Marines marching on the beach find a decomposed body in a Navy diver’s wetsuit. Cooperating, NCIS and the Coast Guard Investigative Service uncover several people hunting for treasure said to have gone down with a fabled Spanish vessel.
This was something of a gimmick episode in that the CGIS’s lead agent, Abigail Borin (Diane Neal), was a tough, go-with-her-gut investigator similar to Gibbs. She supervised another agent, Kyle Omagi (Eddie Shin), with mannerisms similar to McGee. The final doppelganger character was FBI lab tech Molly Choi, a match for NCIS’s Abby Sciuto. The premise might have been more intriguing to me if I didn’t remember a Season 2 episode of NCIS called “Doppelganger,” in which Gibbs’s team worked with a unit of DC Metro police officers very similar to themselves.
Gibbs and Agent Borin had good chemistry, but I knew it wouldn’t lead to romance, because Gibbs is already intrigued this season with M. Allison Port. Therefore, the only character nuance that interested me this episode was Abby’s acting unusually cranky and “off her game.” Later in the episode, we learn the reason for this is an experimental change to the formula for Caf-Pow, a la New Coke.
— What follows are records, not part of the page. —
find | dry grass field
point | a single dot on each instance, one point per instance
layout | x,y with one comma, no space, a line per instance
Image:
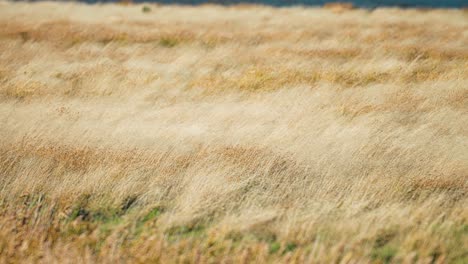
132,134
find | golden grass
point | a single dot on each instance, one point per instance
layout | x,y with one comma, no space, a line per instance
232,134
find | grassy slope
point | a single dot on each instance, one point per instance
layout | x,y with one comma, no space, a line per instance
239,134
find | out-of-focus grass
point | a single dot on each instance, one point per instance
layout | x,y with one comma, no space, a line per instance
235,134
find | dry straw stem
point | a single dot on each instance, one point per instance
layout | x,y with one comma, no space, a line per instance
232,134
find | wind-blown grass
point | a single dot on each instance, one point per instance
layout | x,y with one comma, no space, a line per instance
236,134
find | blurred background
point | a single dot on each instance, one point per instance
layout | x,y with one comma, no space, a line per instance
358,3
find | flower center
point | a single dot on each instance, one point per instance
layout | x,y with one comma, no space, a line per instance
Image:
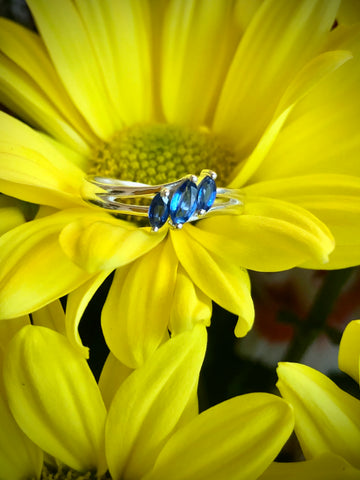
161,153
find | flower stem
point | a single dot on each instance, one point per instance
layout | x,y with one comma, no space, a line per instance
315,322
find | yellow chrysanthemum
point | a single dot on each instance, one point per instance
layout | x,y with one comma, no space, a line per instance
327,419
152,429
265,93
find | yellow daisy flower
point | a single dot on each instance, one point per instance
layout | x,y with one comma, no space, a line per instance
327,419
151,429
265,94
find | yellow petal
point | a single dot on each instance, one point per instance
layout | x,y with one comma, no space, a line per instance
19,457
136,312
189,305
349,350
71,51
221,279
51,316
326,418
193,32
304,81
333,199
33,170
77,301
26,49
280,39
324,467
159,391
349,12
122,38
54,398
270,235
322,132
100,242
34,269
8,328
236,439
112,376
12,213
21,94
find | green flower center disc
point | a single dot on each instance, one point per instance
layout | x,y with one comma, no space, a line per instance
161,153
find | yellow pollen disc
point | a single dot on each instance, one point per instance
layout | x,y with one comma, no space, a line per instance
161,153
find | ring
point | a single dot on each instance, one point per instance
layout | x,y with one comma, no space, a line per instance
188,199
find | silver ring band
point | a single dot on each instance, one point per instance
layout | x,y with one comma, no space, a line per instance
188,199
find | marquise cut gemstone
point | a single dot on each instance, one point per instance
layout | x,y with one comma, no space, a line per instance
158,211
206,194
183,202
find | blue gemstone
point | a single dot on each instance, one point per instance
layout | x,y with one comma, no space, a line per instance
158,211
206,194
183,202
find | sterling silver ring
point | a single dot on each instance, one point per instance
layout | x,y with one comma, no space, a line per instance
188,199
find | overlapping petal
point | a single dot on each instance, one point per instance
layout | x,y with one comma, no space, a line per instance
136,312
75,60
280,39
321,134
34,267
349,350
189,305
136,430
270,235
46,103
32,169
193,31
327,419
122,38
40,385
12,213
333,199
77,301
324,467
238,438
219,278
101,242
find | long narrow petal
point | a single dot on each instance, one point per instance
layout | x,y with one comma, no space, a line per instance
159,391
34,269
270,235
19,457
349,350
12,213
51,316
322,132
121,36
33,170
189,305
76,62
136,312
101,242
333,199
309,76
221,279
27,51
238,438
193,31
8,328
326,418
77,301
112,376
325,467
21,94
55,399
280,39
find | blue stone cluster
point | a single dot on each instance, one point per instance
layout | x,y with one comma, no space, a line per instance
182,203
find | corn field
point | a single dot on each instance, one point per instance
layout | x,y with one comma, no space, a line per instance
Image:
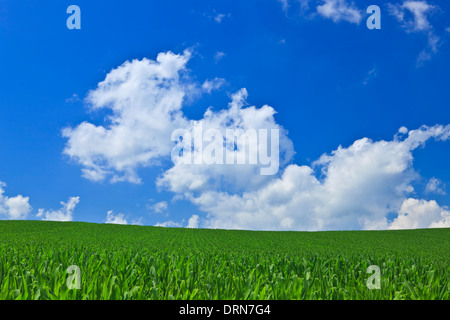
136,262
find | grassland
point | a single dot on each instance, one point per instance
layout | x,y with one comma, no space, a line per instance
135,262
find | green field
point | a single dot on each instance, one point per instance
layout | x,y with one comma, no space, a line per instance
135,262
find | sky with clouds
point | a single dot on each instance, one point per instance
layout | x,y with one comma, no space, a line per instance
363,115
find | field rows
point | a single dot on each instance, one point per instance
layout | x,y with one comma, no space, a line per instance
132,262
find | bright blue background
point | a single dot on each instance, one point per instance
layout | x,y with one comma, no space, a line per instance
314,80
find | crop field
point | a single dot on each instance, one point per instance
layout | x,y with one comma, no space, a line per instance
136,262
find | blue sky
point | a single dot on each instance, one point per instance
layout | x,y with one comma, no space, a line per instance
330,80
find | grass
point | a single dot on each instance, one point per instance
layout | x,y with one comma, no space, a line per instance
135,262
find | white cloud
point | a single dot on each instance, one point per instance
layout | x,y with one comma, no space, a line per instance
145,98
415,214
219,17
436,186
193,222
188,178
413,15
168,224
118,218
13,208
160,207
63,214
214,84
351,188
340,10
359,186
219,56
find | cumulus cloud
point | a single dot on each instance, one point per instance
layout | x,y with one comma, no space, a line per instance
193,222
144,98
169,224
219,55
416,214
351,188
340,10
160,207
63,214
214,84
118,218
187,178
435,186
13,208
415,17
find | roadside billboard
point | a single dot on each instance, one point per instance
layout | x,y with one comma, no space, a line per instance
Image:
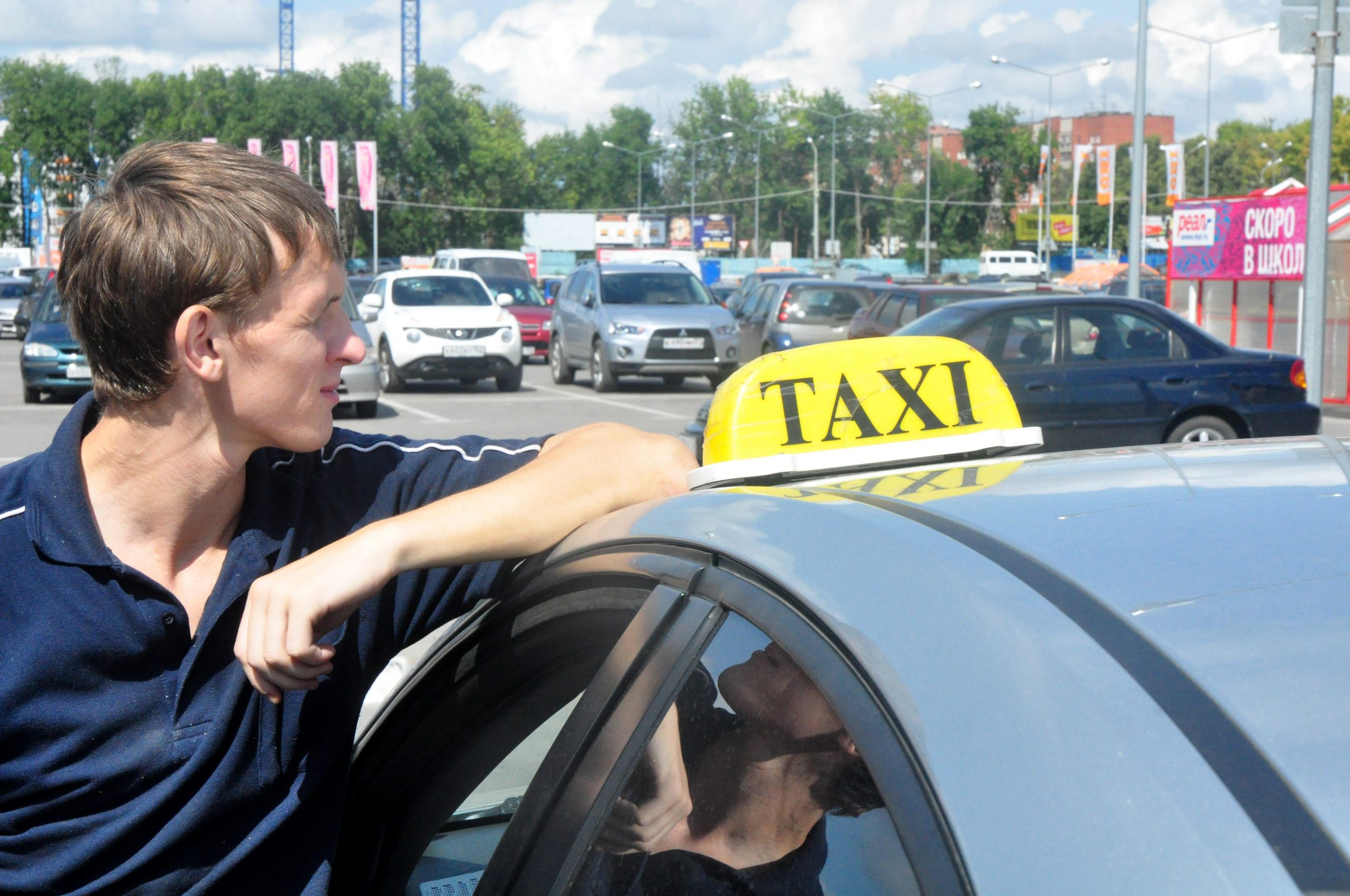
1257,238
561,231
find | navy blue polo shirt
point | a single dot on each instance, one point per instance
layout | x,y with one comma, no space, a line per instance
136,757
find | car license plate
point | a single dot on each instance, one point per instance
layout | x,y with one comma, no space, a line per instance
682,342
462,351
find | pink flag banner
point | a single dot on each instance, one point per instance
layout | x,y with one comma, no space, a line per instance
329,170
367,173
291,154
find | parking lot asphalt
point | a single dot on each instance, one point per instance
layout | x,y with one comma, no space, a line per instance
446,411
423,412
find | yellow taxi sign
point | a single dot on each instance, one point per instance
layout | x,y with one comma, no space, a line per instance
857,404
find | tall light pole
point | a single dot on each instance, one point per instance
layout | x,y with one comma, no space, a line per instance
1209,79
693,176
835,122
759,135
1049,139
816,200
928,161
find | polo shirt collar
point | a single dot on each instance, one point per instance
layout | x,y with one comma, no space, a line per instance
61,523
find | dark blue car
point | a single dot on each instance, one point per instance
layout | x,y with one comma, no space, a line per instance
53,361
1105,372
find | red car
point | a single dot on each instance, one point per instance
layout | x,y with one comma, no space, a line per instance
531,311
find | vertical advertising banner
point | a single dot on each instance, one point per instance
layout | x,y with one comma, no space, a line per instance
367,173
291,154
1082,155
329,170
1106,174
1177,173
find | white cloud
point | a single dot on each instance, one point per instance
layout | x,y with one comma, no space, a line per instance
1001,22
1071,21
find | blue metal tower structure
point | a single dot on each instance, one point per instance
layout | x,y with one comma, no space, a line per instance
287,33
411,47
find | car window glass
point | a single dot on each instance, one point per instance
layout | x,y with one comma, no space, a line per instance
439,292
824,304
1021,338
1105,335
782,799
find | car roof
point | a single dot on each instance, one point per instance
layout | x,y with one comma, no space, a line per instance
1222,564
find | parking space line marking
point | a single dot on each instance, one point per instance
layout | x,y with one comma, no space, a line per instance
608,401
409,410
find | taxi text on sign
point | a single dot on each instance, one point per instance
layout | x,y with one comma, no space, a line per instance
857,403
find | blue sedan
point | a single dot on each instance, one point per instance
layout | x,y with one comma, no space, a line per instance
1067,674
1105,372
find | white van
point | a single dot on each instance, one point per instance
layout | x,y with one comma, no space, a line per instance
1010,264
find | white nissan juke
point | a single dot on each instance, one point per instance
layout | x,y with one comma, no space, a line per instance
438,326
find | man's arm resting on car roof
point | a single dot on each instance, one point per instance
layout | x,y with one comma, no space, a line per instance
586,473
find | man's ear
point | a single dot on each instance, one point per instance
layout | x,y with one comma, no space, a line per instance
196,336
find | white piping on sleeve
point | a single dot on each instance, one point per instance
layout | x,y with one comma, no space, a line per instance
413,450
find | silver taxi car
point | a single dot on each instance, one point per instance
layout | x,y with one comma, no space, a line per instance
1117,671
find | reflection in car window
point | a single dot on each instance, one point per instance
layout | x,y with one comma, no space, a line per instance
782,799
1100,334
655,289
1020,338
439,290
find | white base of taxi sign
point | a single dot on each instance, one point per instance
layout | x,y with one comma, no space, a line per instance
989,443
870,403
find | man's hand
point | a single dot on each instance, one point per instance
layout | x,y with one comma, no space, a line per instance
639,826
586,473
291,609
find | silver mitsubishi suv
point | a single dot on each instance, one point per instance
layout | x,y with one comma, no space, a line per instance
651,320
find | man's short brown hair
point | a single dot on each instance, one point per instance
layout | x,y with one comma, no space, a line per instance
179,225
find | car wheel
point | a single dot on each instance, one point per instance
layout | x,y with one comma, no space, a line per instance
1202,428
389,378
510,382
558,366
603,378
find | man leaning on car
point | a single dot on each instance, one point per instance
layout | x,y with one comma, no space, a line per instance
200,577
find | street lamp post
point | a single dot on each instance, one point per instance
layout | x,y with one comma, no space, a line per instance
693,176
759,135
816,200
928,162
1209,79
1050,141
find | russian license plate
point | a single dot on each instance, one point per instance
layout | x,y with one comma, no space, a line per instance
464,351
682,342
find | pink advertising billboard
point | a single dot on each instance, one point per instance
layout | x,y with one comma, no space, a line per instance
1259,238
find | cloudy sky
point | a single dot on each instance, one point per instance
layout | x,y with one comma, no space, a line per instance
565,63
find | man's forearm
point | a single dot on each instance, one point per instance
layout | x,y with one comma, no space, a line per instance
585,474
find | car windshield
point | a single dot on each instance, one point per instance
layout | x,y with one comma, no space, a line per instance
655,289
439,290
940,323
512,268
522,292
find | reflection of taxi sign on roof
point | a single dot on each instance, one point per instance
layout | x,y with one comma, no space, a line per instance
890,401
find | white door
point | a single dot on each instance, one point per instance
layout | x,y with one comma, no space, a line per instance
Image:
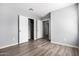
23,29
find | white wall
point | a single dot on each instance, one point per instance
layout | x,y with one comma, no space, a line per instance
39,29
64,26
9,24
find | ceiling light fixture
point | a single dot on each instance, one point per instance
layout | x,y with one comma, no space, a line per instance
31,9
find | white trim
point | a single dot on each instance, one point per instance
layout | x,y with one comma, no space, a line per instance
64,44
8,45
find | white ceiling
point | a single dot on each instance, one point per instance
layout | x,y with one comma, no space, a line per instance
40,9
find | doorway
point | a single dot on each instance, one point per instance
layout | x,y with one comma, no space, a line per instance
46,29
31,29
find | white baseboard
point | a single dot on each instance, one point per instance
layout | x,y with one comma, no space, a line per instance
8,45
64,44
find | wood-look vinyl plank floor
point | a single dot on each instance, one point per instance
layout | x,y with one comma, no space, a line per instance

As for the plot, it turned out the body in the wetsuit wasn’t a Navy diver, but a beleaguered surgeon searching for sunken treasure. He was killed along with the boat captain who brought him out to sea. For most of the episode, the best suspect was the surgeon’s wife, but she didn’t seem like the one who directly killed two men. While Gibbs and Borin leaned on her, there were a number of red herrings to run down. None of them turned up better suspects, and the episode’s viewpoint shifted too abruptly to the surgeon’s wife plotting her getaway with the previously-unseen, supposedly-dead Navy diver, who faked the treasure to bilk the surgeon for money.
Viewers who haven’t seen or don’t remember “Doppelganger” might well enjoy “Jurisdiction.” For me, it was one of the few episodes in seven seasons of NCIS that was clearly repetitive.